The discounted cash flow method overcomes the central weakness of the payback and ARR methods by focusing on cash flows and adjusting them to reflect the time value of money. To evaluate investment alternatives effectively, the cash outflows and inflows relevant to each proposal must be determined. As cash is used to pay bills and shareholder dividends, it is important to focus on cash flow and ensure that depreciation and other non-cash expenses associated with each proposal are added back to the accounting profit figures in order to arrive at the operating cash inflows.

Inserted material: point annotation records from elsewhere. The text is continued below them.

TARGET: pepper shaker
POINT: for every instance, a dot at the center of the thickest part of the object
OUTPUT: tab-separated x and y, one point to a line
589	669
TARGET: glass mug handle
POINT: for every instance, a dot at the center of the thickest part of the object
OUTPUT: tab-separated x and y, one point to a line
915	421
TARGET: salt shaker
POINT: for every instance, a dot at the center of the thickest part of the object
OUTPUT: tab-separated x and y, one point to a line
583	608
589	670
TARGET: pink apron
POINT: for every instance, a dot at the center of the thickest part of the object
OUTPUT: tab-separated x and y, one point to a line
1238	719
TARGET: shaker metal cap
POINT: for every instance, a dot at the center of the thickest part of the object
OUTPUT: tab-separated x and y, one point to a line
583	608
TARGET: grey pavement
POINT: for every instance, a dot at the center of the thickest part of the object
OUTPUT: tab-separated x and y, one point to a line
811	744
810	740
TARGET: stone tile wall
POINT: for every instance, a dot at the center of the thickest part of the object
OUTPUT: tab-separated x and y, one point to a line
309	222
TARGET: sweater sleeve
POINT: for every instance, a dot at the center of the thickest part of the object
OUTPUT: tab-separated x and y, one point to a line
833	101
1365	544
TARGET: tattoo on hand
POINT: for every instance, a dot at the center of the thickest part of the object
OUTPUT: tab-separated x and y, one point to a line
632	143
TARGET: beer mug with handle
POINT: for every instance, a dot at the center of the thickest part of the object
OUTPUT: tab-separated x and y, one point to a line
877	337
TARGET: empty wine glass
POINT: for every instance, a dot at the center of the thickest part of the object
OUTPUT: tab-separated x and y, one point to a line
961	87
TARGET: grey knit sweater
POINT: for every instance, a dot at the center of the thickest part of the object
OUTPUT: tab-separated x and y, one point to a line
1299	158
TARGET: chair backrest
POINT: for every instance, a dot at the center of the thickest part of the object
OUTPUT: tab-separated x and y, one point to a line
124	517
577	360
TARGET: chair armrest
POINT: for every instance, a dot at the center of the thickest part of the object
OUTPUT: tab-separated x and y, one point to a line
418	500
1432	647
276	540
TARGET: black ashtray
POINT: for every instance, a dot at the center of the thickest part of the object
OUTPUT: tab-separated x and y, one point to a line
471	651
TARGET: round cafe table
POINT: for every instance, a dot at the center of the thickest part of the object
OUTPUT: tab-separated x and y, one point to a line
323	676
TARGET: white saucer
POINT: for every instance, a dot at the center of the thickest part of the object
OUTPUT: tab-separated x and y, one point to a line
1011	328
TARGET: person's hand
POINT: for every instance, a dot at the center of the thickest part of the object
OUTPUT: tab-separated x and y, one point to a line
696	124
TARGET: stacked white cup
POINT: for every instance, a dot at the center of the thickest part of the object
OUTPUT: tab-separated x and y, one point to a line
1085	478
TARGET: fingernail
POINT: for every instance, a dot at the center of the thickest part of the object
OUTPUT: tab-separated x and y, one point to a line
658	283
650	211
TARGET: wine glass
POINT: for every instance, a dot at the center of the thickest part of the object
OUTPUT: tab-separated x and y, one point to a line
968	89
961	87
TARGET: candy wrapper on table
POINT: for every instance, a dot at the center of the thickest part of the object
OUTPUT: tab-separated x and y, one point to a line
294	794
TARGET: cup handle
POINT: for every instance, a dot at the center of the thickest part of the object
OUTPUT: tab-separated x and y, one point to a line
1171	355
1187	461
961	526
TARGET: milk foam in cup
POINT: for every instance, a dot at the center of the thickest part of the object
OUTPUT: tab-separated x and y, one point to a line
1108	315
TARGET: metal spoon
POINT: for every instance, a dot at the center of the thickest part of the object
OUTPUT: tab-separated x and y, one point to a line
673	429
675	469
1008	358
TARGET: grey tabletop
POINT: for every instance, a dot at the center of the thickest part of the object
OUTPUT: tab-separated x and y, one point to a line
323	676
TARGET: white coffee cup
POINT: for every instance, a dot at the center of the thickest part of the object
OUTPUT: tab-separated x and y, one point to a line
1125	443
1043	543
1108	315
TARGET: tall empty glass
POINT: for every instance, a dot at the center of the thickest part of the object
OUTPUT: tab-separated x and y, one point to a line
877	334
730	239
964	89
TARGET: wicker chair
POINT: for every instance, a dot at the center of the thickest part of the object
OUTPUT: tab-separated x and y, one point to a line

The expected benefits from the project are measured using the incremental operating after-tax cash inflows. This method is concerned with how the firm’s total cash flows will change as a result of the investment decision. To do this, a comparison is made between: the firm’s current or existing total cash flows without the project; and the firm’s estimated future total cash flows, including the proposed project. The difference between (1) and (2) are the relevant incremental cash flows—the cash flows under (2) should be greater than (1). If they are not, then there is no point in proceeding. Changes in a company’s cash flows will alter a company’s tax liabilities.
For example, increased profits earned as a result of undertaking a capital project will increase the company’s liability to corporation tax. The tax on the profits is in itself a cash outflow as it must be paid to the Inland Revenue—it cannot be retained to add to the wealth of the shareholders. Therefore, it is only the incremental, after-tax cash flows associated with the decision at hand which should be considered.
Generally, there is a one-year time lag between earning the profits and payment of the tax, and any relevant tax losses in one year will normally be shown as a cash receipt in the next year. The information required to develop a discounted cash flow model are the estimated initial cash expenditure or outlay on the project; the estimated operating cash expenditure for each year of the project’s life; the estimated operating cash receipts each year; annual operating cash flow; the estimated termination cash flows if any, at the end of the project’s life; the estimated economic life of the project; and the rate of return required on the investment.